August 2019 Indie Next List
“Man, I could live my whole life inside this novel and be perfectly happy. Téa Obreht is the real thing. Inland has the stern gorgeousness of Blood Meridian, the cinematic perfection of Station Eleven, the fantasia-like atmosphere of Cloud Atlas, and the deep-heartedness of The Winter Soldier. This is the sort of novel that makes people want to get up and soldier on. I really loved this book.”
— Erica Eisdorfer, Flyleaf Books, Chapel Hill, NC
The New York Times bestselling author of The Tiger’s Wife returns with “a bracingly epic and imaginatively mythic journey across the American West” (Entertainment Weekly).
In the lawless, drought-ridden lands of the Arizona Territory in 1893, two extraordinary lives unfold. Nora is an unflinching frontierswoman awaiting the return of the men in her life—her husband, who has gone in search of water for the parched household, and her elder sons, who have vanished after an explosive argument. Nora is biding her time with her youngest son, who is convinced that a mysterious beast is stalking the land around their home.
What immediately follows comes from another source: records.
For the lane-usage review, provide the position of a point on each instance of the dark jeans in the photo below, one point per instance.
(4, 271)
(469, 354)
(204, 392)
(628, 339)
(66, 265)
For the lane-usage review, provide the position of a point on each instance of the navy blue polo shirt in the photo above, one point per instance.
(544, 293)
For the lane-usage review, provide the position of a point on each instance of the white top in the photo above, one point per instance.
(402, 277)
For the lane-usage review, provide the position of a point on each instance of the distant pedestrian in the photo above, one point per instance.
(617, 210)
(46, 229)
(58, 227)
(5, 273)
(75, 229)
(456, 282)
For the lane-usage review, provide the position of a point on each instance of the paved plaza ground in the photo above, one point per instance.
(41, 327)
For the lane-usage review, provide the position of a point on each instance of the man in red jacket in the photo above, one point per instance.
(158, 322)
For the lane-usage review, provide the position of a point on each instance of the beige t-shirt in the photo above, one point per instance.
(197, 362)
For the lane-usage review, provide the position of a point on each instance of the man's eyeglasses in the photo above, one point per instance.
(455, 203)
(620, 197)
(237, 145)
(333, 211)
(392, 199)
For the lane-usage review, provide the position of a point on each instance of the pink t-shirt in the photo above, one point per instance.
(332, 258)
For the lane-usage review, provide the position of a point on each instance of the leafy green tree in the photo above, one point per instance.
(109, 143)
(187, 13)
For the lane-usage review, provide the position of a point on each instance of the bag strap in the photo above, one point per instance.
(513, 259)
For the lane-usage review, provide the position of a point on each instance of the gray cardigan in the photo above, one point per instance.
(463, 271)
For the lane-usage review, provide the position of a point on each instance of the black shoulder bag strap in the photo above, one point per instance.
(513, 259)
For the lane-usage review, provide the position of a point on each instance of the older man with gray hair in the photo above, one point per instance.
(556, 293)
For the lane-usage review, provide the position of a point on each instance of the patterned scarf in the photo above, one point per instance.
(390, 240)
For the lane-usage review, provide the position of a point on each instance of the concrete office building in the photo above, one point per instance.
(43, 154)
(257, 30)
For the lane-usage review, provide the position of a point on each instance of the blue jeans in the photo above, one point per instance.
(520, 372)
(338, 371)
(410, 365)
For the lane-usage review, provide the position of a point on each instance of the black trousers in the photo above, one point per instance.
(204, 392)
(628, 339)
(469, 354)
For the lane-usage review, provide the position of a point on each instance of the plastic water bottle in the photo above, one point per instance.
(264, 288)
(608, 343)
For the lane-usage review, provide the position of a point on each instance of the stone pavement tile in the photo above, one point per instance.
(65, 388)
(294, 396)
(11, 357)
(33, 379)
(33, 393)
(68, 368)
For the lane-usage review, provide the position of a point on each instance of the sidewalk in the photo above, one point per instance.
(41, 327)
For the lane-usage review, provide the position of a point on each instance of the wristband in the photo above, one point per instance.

Meanwhile, Lurie is a former outlaw and a man haunted by ghosts. He sees lost souls who want something from him, and he finds reprieve from their longing in an unexpected relationship that inspires a momentous expedition across the West. The way in which Lurie’s death-defying trek at last intersects with Nora’s plight is the surprise and suspense of this brilliant novel.
Mythical, lyrical, and sweeping in scope, Inland is grounded in true but little-known history. It showcases all of Téa Obreht’s talents as a writer, as she subverts and reimagines the myths of the American West, making them entirely—and unforgettably—her own.
Advance praise for Inland
“This is no boilerplate Louis L’Amour yarn—there are ghosts, camels and other fantastical elements.”—Newsday (Best Summer Books 2019)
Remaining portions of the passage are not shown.